Les éditeurs de ce type de logiciels spécialisés dans le secteur de l’eau viennent soit de ce domaine comme Somei, Geomap-Imagis, G2C Informatique, DHI ou GiSmartware, soit du secteur des SIG généralistes comme Ispatial, Bentley Systems, WinCan, XP Solutions, JVS, GFI Informatique ou Sig Image. Après avoir traité des cartographies d’aménagement du territoire, puis des infrastructures routières, ils ont ouvert une activité correspondant aux marchés de l'eau.
L’offre est abondante. Bentley avec SewerGEMS®, G2C informatique avec la nouvelle gamme Cartajour KIS®, Geosigweb avec Assainissement@ la carte®, Géotech avec ViSit Anywhere®, GiSmartware avec Netgeo® et SmartGeo®, Somei avec GeoAEP® et GeoAssainissement®, Sirap avec Editop®, Ispatial avec Elyx Aqua®, Ingéo Géomatique avec Résothys®, XP Solutions avec Microdrainage® et XPdrainage® ou encore Esri avec sa solution ArcGIS for Water Utilities, Hexagon SI avec la solution GeoMedia Smart Client et Geomap-Imagis avec sa gamme complète autour du logiciel Imares.
Simuler les projets et leurs conséquences
Les logiciels de SIG sont des outils d'aide à la décision. Quand un opérateur veut modifier une portion de réseau pour emplacement ou travaux temporaires, ou bien pour optimiser son réseau d'eau potable ou d'assainissement, les logiciels réagissent en analysant les conséquences. La plupart intègrent le sens des courants. Wat.gis possède par exemple un outil de validation de la topologie qui permet de garantir la cohérence topologique du réseau après saisie cartographique en listant les anomalies (équipement non connecté, arc sans connexion amont ou aval, connexion invalide, etc.). Un module complémentaire aide à la constitution des programmes de renouvellement des réseaux. Ses fonctions de calculs statistiques permettent d'estimer en fonction des éléments intégrés dans le SIG et de lois statistiques (lois de Poisson et estimation du temps de survie) la probabilité de défaillance de tronçons du réseau. Cette donnée est combinée à la criticité des tronçons (desserte d'hôpital, personnes sensibles, charge de circulation, nombre d'usagers desservis). Afin d’évaluer les conséquences de modifications, ce logiciel de SIG peut être couplé à Piccolo.

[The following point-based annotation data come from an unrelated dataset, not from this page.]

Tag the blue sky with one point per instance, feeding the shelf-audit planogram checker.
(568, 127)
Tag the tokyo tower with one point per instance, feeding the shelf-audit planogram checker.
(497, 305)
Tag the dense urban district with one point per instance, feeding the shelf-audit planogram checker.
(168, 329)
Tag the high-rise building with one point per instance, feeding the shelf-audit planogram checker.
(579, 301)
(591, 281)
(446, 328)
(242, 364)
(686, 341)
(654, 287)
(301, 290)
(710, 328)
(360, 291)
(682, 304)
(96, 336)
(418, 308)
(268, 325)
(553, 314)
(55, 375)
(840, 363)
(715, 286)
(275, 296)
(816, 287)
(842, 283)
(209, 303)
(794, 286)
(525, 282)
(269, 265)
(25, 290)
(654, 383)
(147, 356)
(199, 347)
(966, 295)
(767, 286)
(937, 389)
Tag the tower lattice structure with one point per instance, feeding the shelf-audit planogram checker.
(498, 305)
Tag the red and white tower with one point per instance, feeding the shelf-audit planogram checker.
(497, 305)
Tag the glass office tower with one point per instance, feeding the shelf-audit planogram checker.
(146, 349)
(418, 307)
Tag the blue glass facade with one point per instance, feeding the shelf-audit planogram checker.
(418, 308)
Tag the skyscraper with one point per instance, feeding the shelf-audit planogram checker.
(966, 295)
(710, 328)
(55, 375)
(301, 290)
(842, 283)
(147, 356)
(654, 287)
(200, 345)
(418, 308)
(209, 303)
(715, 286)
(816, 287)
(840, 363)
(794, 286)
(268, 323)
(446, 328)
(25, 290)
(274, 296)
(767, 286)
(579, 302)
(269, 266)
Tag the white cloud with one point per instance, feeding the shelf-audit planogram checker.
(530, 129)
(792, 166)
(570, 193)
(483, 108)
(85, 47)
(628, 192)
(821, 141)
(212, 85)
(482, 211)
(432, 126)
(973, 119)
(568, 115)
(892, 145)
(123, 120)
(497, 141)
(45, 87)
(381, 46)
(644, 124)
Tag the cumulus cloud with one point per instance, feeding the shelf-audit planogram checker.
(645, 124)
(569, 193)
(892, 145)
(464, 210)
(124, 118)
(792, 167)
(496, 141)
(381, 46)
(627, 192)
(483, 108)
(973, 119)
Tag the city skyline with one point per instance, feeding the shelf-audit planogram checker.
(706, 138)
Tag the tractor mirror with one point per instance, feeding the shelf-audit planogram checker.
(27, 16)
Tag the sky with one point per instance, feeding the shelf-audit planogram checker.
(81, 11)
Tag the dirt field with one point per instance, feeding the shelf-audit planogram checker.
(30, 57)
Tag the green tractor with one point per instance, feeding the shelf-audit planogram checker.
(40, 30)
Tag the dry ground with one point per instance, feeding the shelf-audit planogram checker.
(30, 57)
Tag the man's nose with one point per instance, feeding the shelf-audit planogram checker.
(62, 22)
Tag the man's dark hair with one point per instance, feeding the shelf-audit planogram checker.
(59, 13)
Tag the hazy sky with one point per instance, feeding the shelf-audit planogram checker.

Certaines collectivités développent leur propre outil, seules ou en collaboration avec leur délégataire comme par exemple Bordeaux Métropole avec Suez.
Le SIG : un outil partageable et partagé
La base d'un SIG est donc la cartographie. Elle demande une numérisation de la topographie des lieux. Cela se fait à partir de plans numériques existants, ainsi que par l’acquisition sur le terrain de mesures complémentaires de type GNSS ou stations totales, auxquels sont adjoints des relevés de cadastres, les anciens plans papiers qu'il a fallu numériser, des photos, des vidéos, etc.
Un programme de simulation de problème d'écoulement en charge dans les réseaux maillés, à partir du réseau décrit dans le SIG, puis modélisé et simplifié, calcule les vitesses, les pressions, les débits, l'évolution des niveaux de réservoirs.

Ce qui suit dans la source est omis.